##### Learn:- PySpark vs Pandas comparison
##### Task :- Load full e-commerce dataset

###Step 1: Load dataset in PySpark (No execution yet)

In [0]:
events = spark.read.csv(
    "/Volumes/workspace/ecommerce/ecommerce_data/2019-Nov.csv",
    header=True,
    inferSchema=True
)


###Question to yourself:Did Spark read all rows now?
#### NO — Spark only created a logical plan

###Step 2: Inspect the Schema
###What happened:

###Spark scanned only metadata

###No full data scan yet

In [0]:
events.printSchema()


###Inspect the Plan

In [0]:
events.explain(True)

##Step 3: Count rows (Action → Execution)
###What happened:

###Spark executed the full DAG

###Executors read the file

###Data distributed across partitions

###This is where Spark actually works 

In [0]:
events.count()


###Inspect the Plan

In [0]:
events.explain(True)


###Load some Data to Pandas Dataframe for  Comparison

In [0]:
sample_pd = events.limit(10000).toPandas()
sample_pd.head()


###What happened:

###Data loaded immediately

###Stored fully in driver memory

###No lazy behavior

### Key realization:

### Pandas loads data eagerly → PySpark defers work

In [0]:
type(sample_pd)

In [0]:
type(events)

###Production-Ready Load (Best Practice)

In [0]:
def load_events(path):
    return spark.read.csv(path, header=True, inferSchema=True)

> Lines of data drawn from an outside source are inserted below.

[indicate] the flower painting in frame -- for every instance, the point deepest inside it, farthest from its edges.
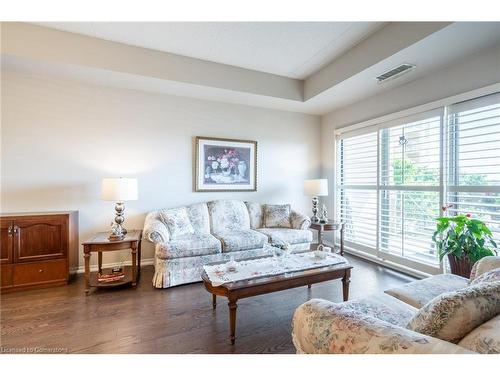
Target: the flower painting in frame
(225, 165)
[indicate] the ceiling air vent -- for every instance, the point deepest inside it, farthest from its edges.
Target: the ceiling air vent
(395, 72)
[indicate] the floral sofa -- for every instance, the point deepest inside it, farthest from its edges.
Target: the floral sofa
(186, 238)
(440, 314)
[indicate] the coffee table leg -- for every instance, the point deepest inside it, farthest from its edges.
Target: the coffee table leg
(345, 284)
(232, 319)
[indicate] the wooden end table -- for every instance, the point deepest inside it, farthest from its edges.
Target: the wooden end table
(100, 243)
(330, 227)
(268, 284)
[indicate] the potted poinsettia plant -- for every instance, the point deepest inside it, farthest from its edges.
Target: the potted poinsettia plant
(464, 240)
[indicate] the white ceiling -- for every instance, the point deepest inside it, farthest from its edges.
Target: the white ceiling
(290, 49)
(34, 51)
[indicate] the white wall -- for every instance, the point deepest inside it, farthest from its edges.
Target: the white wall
(59, 138)
(471, 73)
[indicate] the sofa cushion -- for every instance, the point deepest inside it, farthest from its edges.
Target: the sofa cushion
(484, 339)
(190, 245)
(291, 236)
(177, 222)
(487, 277)
(238, 240)
(383, 307)
(277, 216)
(198, 215)
(256, 214)
(452, 315)
(228, 215)
(418, 293)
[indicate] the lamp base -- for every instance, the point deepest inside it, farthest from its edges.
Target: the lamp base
(315, 217)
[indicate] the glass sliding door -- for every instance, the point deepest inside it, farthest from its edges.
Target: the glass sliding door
(473, 173)
(393, 178)
(410, 160)
(357, 190)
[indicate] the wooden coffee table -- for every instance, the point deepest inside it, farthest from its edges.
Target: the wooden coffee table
(268, 284)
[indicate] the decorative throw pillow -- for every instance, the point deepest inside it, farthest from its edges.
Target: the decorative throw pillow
(452, 315)
(177, 222)
(277, 215)
(487, 277)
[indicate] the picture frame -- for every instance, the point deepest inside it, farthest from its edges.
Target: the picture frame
(225, 165)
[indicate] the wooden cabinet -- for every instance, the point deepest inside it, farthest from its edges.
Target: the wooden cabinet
(37, 249)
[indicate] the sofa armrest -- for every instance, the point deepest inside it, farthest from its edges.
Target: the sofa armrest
(154, 229)
(484, 265)
(299, 220)
(321, 327)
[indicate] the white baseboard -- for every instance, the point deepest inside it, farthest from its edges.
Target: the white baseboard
(144, 262)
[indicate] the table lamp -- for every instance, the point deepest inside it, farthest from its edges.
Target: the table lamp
(316, 188)
(119, 190)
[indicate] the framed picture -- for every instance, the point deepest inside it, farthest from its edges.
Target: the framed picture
(225, 165)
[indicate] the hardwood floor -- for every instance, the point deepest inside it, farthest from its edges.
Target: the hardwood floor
(175, 320)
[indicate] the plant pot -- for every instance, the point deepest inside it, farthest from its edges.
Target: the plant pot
(460, 266)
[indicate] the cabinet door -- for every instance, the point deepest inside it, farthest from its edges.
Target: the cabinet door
(6, 240)
(40, 238)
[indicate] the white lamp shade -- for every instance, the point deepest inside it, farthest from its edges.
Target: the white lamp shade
(119, 189)
(316, 188)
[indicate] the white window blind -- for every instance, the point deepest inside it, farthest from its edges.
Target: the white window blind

events = load_events("/Volumes/workspace/ecommerce/ecommerce_data/2019-Nov.csv")


###Learn:- Joins (inner, left, right, outer)
###Task :- Perform complex joins

Mental Model (Read This First)

A Spark join = data reshuffle across executors

Whenever you join:

Spark may shuffle data

New stages are created

Join type controls which rows survive

###Prepare Joinable Tables (From Same Dataset)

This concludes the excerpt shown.